アホウドリの夫婦は基本的に別々の場所で暮らしていますが、繁殖シーズンになるとまた同じ場所に戻ってきて1年ぶりの再会を果たします。
みんな同じような見た目をしているのに、ちゃんとパートナーを見分けられるのはすごいですね。
そして10〜11月に1個の卵を産み、オスメス交代で卵を温め(抱卵)、おおよそ64〜65日の抱卵期間が過ぎると、翌年の1〜2月に孵化します。
ヒナは生後10カ月ほどで空を飛べるようになり、故郷を巣立って海へと飛び立ちます。
若きアホウドリたちが性成熟に達するのは5年〜10年ほどです。
つがいとなったアホウドリのペアは時に離婚をして新たなパートナーを見つけることもありますが、基本的にはどちらかが亡くなるまで連れ添います。

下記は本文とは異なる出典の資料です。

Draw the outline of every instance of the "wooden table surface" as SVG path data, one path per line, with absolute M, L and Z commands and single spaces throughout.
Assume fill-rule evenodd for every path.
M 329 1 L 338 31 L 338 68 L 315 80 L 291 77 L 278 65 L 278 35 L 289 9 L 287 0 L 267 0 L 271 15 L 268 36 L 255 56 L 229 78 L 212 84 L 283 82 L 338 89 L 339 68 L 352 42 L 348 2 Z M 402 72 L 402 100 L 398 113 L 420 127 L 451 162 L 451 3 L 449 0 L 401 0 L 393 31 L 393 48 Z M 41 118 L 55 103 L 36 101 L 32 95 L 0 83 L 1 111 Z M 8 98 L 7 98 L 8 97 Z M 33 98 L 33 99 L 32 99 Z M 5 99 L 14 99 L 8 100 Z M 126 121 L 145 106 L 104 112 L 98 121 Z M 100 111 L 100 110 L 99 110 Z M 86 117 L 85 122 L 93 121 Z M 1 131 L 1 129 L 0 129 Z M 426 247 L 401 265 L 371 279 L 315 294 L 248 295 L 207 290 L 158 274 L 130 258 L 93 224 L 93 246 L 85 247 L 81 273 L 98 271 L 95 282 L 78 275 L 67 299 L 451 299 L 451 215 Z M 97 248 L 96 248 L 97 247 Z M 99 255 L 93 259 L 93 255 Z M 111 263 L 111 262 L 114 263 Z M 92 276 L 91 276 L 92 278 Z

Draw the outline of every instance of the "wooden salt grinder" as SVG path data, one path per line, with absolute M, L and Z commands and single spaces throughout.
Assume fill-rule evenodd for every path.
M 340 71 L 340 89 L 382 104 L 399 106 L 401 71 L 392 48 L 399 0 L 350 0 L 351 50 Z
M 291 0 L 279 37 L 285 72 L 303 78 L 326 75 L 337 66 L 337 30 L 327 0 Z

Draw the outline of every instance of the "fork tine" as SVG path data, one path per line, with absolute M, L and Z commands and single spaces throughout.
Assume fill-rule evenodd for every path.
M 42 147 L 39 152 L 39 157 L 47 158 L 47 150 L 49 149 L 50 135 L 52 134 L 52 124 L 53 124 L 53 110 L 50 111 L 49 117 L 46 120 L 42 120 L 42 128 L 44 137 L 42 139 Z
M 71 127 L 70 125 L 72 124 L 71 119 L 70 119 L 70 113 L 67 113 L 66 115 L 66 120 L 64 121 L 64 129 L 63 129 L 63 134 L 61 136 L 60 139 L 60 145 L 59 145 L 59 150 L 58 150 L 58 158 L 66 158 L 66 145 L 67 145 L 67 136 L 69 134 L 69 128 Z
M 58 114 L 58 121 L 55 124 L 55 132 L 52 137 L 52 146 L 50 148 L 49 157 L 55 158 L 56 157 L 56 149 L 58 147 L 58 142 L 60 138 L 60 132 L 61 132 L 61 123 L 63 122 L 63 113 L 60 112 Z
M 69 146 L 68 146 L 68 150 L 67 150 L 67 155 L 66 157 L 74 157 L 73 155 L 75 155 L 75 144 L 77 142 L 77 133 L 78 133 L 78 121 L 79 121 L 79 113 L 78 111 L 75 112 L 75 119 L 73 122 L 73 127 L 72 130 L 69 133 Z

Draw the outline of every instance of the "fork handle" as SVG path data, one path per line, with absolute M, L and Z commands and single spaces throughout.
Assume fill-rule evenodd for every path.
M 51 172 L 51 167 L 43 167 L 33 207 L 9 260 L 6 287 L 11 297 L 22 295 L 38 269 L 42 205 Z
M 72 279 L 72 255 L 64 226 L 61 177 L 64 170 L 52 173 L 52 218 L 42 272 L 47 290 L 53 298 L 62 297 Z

しかし、その中でも波乱万丈の生涯を送ってきたのが、今回の主役である「ウィズダム」でした。
74歳で新たな恋人と交尾し、出産!
ウィズダム(Wisdom)は北太平洋の北西ハワイ諸島にあるミッドウェー島の国立野生生物保護区に暮らすメスのアホウドリです。
ミッドウェー島には繁殖シーズンに入ると毎年300万羽のアホウドリが一堂に会します。
そこでウィズダムが最初に発見されたのは今から68年前の1956年のことでした。
アホウドリのメスは5歳を超えるまでは産卵することができません。
その当時、ウィズダムが産卵をしたことが確認されていることから、少なく見積もっても2024年時点で74歳に達していると考えられるのです。
これは確認されている現生鳥類の中で世界最高齢と見られます。
ウィズダムの年齢はアホウドリの中でも異例であり、生物学者のジョン・プリスナー (Jon Plissner)氏は最近、BBCラジオにて「ウィズダムの年齢に近いアホウドリは他に知られておらず、彼女の次に高齢のアホウドリでも45歳に過ぎない」と話しています。